The escaping Husky

How to keep your husky from escaping is a frightening problem that has plagued many owners.
There are two things to consider if you have an escape artist of a dog: why he tries to escape in the first place, and what you can do to stop him.

Sled Dogs roam for all kinds of reasons, and in many cases, it will depend on the personality of your individual dog.
Here are some of the most common causes.

  • Protecting territory
    If your dog tends to bark or howl whenever neighbours come into their back gardens or strange sounds are heard on the street, he may attempt to get out to keep his area safe and get those “bad” people to go away.
  • Loneliness
    It’s all well and good to have a back garden for your dog to roam around in, but she needs your attention, too. For some huskies or malamutes, this can be actual separation anxiety, and leaving is an attempt to find you, but others simply want to hang out with somebody — anybody! If you leave your dog alone in the back garden for too long, she may attempt to leave just to have some kind of social interaction.
  • Your dog has found something fun
    When dogs escape and discover something exciting beyond the fence (another dog to play with, a field to run around in, food), they may keep trying to get out so that they can go have fun again. Why were they trying to escape in the first place? Probably because they were bored.
  • Your dog has found a friend
    If you have an unneutered male dog and there’s an un-spayed female in heat somewhere in the neighborhood, he will smell her and he will try to find her — and have enormous incentive to get out of the garden however possible, whether over, under, or through the fence.
  • Chasing
    Does your dog try to pounce on squirrels during walks and yank out of your grasp because he just knows he can get to that bird before it flies away?
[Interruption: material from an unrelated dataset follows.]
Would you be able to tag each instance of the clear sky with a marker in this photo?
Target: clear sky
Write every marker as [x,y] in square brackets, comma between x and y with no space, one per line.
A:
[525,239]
If you have a sled dog that likes to hunt, he may be escaping because he’s after another animal and will do whatever it takes to get to it.

What to do to prevent roaming

  • First, install a fence
    Hopefully this is obvious, but you never want your dog outside without your supervision if she’s not in an enclosed area of some kind. A physical fence must be a minimum of six feet high.
  • Keep your dog engaged
    If you believe that your dog is escaping due to boredom, try to find ways to keep him interested. This might mean getting a few more toys for the back garden, taking longer walks, or teaching him a new trick once a day.
  • Prevent digging
    One of the most common ways for dogs to get out of fenced-in areas is for them to dig a big enough space to crawl under the wall or gate. You can decrease the chances of this happening by placing a chain link fence or large rocks along the edge of the yard, or by burying chicken wire under the ground at the base of the fence so they can’t dig through it.
  • Spay and neuter
    If your male dog is neutered, he’ll be far less likely to try to escape in search of females, and if your female is spayed, she won’t turn your house into a magnet for every unfixed male dog in the area. Bonus points: spayed and neutered dogs can be healthier, live longer lives, and don’t contribute to the problem of too many unwanted dogs around.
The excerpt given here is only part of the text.